Our sins were imputed to Christ. He wrought righteousness for us. That is forensic. He wasn't really made a sinner. It was a legal relation He bore in our place. We are united to Christ by faith on the grounds of His work.
Additionally, stating that real benefits are dependent on a prior forensic judgment, and calling sanctification a fruit of justification seems to be different than the Westminster Standards presentation of Justification, communion in grace (WLC 69), and even its definitions of Justification and Sanctification.
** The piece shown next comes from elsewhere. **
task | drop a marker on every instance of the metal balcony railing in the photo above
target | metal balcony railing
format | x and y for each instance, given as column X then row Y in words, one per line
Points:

Where in Scripture and the Standards is this idea?
Romans 5:12-21. V. 19 clearly states, "For as by one man's disobedience many were made sinners, so by the obedience of one shall many be made righteous." 2 Cor. 5:21, "For he hath made him to be sin for us, who knew no sin; that we might be made the righteousness of God in him."
WCF 10.4, "This office the Lord Jesus did most willingly undertake, which, that he might discharge, he was made under the law, and did perfectly fulfill it."
WCF 10.5, "The Lord Jesus, by his perfect obedience and sacrifice of himself, which he through the eternal Spirit once offered up unto God, hath fully satisfied the justice of his Father, and purchased not only reconciliation, but an everlasting inheritance in the kingdom of heaven, for all those whom the Father hath given unto him."
WCF 11.1, "Those whom God effectually calleth he also freely justifieth; not by infusing righteousness into them, but by pardoning their sins, and by accounting and accepting their persons as righteous: not for anything wrought in them, or done by them, but for Christ’s sake alone; nor by imputing faith itself, the act of believing, or any other evangelical obedience to them, as their righteousness; but by imputing the obedience and satisfaction of Christ unto them, they receiving and resting on him and his righteousness by faith; which faith they have not of themselves, it is the gift of God."